嶋村チョイス!今月のKEY PERSON

会社名:E&H Consulting Co. Ltd.

氏名①:青木健次
役職:General Director

氏名②:Dinh Thanh Nghia
役職:Research and Technical Manager

「嶋村チョイス!今月のKEY PERSON」第13回を始めます!
どうぞよろしくお願いします。それでは青木さん、Nghiaさん自己紹介をどうぞ!

青木さん:生まれも育ちも日本で、2013年の出張で初めてベトナムに来て以来、現在までに10回以上滞在しております。私は大学院で環境や生態系といった分野に触れたことがきっかけで、そういった方向性の仕事を志望し、今の会社(エンヴィックス有限会社)に新卒で入社しました。入社以来一貫してベトナムを含む東南アジア地域を担当しており、日本企業様(特に電気電子製品や自動車分野)を相手に、環境規制コンサルティングをおこなっております。ベトナム以外ですと、タイ、インドネシア、フィリピン、カンボジア、ラオスといった国にも仕事で出張しております。ベトナム料理で一番好きなものはフォーです。ですが、パクチーは苦手です。

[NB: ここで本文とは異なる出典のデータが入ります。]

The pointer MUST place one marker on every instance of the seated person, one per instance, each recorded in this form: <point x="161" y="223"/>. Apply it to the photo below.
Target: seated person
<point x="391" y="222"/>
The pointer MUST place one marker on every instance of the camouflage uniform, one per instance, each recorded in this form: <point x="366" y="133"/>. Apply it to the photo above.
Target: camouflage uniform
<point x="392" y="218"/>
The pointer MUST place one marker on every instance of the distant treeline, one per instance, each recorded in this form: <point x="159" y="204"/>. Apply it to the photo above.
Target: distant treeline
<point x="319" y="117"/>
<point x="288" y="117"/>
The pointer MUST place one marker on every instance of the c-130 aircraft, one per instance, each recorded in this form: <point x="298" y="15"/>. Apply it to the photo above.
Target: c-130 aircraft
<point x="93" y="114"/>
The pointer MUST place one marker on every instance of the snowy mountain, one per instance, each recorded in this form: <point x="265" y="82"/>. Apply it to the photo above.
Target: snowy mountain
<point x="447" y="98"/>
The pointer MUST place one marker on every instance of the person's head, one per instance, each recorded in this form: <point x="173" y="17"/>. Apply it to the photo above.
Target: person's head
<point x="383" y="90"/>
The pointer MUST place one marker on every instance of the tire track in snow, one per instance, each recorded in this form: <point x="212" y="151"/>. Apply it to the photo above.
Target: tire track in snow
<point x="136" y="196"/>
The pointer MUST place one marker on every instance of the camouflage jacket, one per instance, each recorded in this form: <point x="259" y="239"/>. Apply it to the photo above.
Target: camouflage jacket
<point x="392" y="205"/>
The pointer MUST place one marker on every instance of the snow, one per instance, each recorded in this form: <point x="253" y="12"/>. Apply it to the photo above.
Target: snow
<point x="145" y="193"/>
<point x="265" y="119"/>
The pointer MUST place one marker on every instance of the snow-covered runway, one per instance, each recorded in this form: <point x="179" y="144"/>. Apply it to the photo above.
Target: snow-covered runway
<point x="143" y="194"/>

(温和な性格、知的でスマートな青木さん。東京大学出身です!)

Nghiaさん:ハノイ出身で、高校まで過ごし、2006年に日本に留学しました。日本語学校で1年、東京大学で学部4年、大学院で2年と合計7年を日本で勉強しました。大学では化学工学システムの分野で、環境化学、材料化学、化学工学などを専門に学びました。大学院卒業後、日本の企業へ就職し、神奈川にある電子半導体の企業でエンジニアとして6年間勤務しました。13年強日本で暮らした後、日本の企業がベトナムに注目しているのを感じ、身に付けた専門的な経験と語学を活かしたいと思い、2019年8月にベトナムに帰国しました。
なぜE&H Consultingを選んだかと言うと、大学で化学を専門に学び環境化学に関わってきまして、就職時に製造現場で環境規制とか環境法律にも多少触れたことがあり、興味がありました。また、技術出身で研究開発と製造エンジニアを中心にやってきましたので、自分の技術を活かせると思ったからです。ベトナムではこういう分野は面白いな、チャレンジしてみたいなと思いこの業界に入りました。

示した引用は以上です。